[Congressional Record: March 13, 2002 (Extensions)]
From the Congressional Record Online via GPO Access [wais.access.gpo.gov]
ENHANCED BORDER SECURITY AND VISA ENTRY REFORM ACT OF 2002
HON. CHARLES B. RANGEL
of new york
in the house of representatives
Tuesday, March 12, 2002
Mr. RANGEL. Mr. Speaker, I rise today in strong support of the
extension of section 245(i) that was included in House Resolution 365,
the Enhanced Border Security and Visa Entry Reform Act of 2002.
This extension is long over due. Nearly one year ago, this provision
expired and we have gone back and forth between the House and the
Senate on the particulars of something we all know is a necessary and
prudent piece of legislation. Extending section 245(i) will provide
needed relief to the community that is the base of our society and I am
proud to stand with my colleagues in support of this measure.
However, this resolution simply does not go far enough. By only
helping a narrow group of people, we do not assist all those we are
capable of aiding and we do not right the wrong of eliminating section
245(i). Furthermore the restrictions present in this extension will
only continue to confuse people about eligibility and giving people
false hope of staying with their families and continuing to pursue
their American Dream. Only when we reinstate section 245(i) will we
have fully acknowledged the fundamental importance of family
unification and the contribution of immigrants to our nation. This is
an important first step in that direction.
I am especially dismayed that the resolution came within one vote of
being rejected by the House. Just last summer, it passed by a
landslide. The obvious explanation for this dramatic change is the
attacks of September 11th. Ironically, the previous bill extending
section 245(i) was scheduled to be voted on for enactment on the day of
the attacks. Six months later, it struggled to make it out of the
Some would argue that it is these attacks, committed by people from
countries other than our own that have changed our viewpoints on
immigrants. This is an overly simplistic explanation. While it is
certainly expected that these attacks would make us more acutely aware
of the enemies we face, we cannot blame the terrorists that carried out
these horrific attacks for the anti-immigrant sentiment that was
articulated in this chamber during the debate on this resolution. We
are the ones responsible for this attitude.

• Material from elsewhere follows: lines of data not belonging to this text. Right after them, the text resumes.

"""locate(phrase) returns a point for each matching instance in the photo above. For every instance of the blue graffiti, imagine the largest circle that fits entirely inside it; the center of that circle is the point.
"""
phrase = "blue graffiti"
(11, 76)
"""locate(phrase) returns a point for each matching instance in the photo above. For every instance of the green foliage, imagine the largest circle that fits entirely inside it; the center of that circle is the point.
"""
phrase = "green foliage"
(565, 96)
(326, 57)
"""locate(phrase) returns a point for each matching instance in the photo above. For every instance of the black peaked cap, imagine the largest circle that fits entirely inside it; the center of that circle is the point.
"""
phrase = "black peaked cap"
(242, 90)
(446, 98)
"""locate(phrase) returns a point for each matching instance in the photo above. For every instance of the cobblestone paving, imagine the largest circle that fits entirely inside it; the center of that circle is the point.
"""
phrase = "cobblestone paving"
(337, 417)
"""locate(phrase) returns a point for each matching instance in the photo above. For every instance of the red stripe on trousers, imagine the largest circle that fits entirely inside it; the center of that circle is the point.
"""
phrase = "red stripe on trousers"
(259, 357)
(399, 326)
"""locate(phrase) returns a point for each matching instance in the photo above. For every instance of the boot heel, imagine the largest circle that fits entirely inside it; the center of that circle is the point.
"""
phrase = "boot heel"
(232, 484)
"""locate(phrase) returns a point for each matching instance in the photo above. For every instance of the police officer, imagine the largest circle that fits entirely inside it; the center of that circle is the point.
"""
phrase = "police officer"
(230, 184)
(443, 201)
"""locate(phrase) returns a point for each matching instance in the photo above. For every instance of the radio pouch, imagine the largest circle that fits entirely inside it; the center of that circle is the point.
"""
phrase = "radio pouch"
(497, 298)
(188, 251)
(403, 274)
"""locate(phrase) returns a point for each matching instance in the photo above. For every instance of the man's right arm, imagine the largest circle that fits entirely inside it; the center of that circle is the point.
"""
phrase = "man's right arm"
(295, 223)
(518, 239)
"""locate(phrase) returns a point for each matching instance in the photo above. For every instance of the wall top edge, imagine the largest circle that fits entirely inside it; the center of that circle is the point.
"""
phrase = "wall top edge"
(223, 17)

We can never undo what was done against us and we can never fully
understand the evil that lurked in the hearts of these men. But we can
control what impact they have upon our lives. We should not allow fear
to become the guiding principle, but should stand strong for the
principles our country are founded on. Punishing our hard working,
committed, and American, in every sense of the word, immigrant
community is not the answer.
We are headed in the right direction with H. Res. 365, but it is only
a step. There is much more work to be done.